Watch a real session and you can see the working memory fill whether you manage it or not (see Fig. 4). A fresh call is mostly headroom: a short system prompt, your instructions, the one file in question, your request. That file is a large share of the few thousand tokens present, so it holds strong attention.

Then the run continues. Every file read, every build log, every test result is appended. Forty turns later the same working memory holds well over a hundred thousand tokens: a long history, stacks of tool output, your original instructions far below where the model is writing, and the file you care about reduced to a sliver. Nothing was deleted. It was outnumbered.

This is the drift from the first section, seen from the inside. The window did not shrink; the useful fraction of it did. The repair follows from the picture: summarize the history, drop tool output you are done with, and keep the current task and the relevant file near the end of the window, where the model is actively writing and attention is strongest. The teams running long agents have names for these moves, compaction, external notes, and handing a slice to a fresh sub-agent, and they share one aim: keep the working memory mostly signal.

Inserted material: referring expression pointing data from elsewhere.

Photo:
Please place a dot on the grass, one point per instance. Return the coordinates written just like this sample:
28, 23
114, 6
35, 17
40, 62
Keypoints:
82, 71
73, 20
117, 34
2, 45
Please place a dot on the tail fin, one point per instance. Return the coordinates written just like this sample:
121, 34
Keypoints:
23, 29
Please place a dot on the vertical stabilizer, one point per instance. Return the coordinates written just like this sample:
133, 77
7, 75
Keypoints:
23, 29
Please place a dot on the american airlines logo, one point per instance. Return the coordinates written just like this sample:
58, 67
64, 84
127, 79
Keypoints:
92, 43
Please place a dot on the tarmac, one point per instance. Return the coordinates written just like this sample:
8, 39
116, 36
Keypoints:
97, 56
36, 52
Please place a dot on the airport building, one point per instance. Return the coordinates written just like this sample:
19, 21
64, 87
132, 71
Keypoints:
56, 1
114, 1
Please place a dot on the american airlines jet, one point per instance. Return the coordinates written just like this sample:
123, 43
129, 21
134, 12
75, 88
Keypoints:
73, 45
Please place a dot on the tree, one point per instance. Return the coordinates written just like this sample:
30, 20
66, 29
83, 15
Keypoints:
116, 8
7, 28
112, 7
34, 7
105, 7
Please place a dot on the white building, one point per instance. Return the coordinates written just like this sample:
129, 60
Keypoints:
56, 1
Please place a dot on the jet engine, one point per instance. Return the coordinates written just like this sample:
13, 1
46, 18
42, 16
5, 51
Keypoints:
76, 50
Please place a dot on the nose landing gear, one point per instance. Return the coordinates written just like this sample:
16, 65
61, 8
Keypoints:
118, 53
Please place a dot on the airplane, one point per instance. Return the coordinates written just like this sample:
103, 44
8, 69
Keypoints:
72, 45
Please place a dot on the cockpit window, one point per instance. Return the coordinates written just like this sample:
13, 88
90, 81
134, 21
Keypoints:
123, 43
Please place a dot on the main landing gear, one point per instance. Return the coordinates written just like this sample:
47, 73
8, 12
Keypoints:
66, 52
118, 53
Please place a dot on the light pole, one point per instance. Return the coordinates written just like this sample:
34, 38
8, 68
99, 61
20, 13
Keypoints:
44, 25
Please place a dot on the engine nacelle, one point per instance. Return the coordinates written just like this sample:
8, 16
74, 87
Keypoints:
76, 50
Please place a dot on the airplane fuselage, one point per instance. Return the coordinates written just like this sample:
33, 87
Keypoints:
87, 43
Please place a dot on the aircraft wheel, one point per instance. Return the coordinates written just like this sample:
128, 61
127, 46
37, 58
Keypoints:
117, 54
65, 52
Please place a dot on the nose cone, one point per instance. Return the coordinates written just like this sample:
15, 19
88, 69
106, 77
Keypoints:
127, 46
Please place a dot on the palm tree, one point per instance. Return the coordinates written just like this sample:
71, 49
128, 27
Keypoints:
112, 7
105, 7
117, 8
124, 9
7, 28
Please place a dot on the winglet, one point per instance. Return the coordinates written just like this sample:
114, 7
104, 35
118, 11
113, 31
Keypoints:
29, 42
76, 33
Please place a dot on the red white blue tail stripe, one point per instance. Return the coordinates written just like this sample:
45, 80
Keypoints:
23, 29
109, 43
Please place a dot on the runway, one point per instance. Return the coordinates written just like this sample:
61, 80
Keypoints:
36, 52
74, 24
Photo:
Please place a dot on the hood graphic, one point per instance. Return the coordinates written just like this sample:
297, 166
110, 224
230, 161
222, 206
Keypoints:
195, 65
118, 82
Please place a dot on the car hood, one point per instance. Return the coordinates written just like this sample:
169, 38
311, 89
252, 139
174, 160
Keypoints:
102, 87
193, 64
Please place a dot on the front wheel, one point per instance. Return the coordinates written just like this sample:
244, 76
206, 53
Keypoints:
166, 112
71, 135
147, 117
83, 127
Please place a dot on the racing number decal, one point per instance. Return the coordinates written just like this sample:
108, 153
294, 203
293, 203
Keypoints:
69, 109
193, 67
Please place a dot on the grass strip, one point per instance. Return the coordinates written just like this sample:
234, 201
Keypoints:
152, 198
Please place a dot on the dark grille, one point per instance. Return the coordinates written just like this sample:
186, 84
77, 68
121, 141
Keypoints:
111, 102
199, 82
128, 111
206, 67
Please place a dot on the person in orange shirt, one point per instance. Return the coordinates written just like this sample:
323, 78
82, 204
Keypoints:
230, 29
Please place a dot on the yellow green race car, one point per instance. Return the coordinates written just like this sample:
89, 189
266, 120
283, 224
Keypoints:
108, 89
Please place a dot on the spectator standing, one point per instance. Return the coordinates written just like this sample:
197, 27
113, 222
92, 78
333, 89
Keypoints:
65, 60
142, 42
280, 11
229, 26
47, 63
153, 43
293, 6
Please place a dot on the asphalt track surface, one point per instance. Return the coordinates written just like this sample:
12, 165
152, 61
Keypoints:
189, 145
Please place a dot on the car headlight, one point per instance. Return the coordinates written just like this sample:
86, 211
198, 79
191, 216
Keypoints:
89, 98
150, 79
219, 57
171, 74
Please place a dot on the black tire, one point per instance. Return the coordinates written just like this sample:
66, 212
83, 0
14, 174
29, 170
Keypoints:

FIG. 4One working memory, scrubbed across a session
33%
of working memory is your file
Turnturn 1 / 40
Window size4,000 tok
Reliability on that filereliable
Fig. 4 — Drag from turn 1 to turn 40. Nothing is removed; history and tool output pile up and push your file from about a third of the working memory down to a sliver, and reliability on that file drops well before the token limit. The curve is drawn for illustration; the direction is the point. Clearing the pile keeps the file near where attention is strongest.

One thing to try this week

Here is the move that builds the instinct fastest. Open the longest-running AI chat or agent session you have going right now, and find the one constraint that has to hold for its work to be correct: the target framework, the API it must not touch, the rule you keep retyping. Move that line into the place that gets re-sent on every turn, the system prompt or a project rules file, so it stays in working memory instead of sinking out of it.

That is the whole exercise. One constraint, relocated from the fragile tail of a conversation into context that is always present. Do it once and you start to feel the difference between an agent that holds its instructions and one that loses them.

Same model, same question. Different working memory.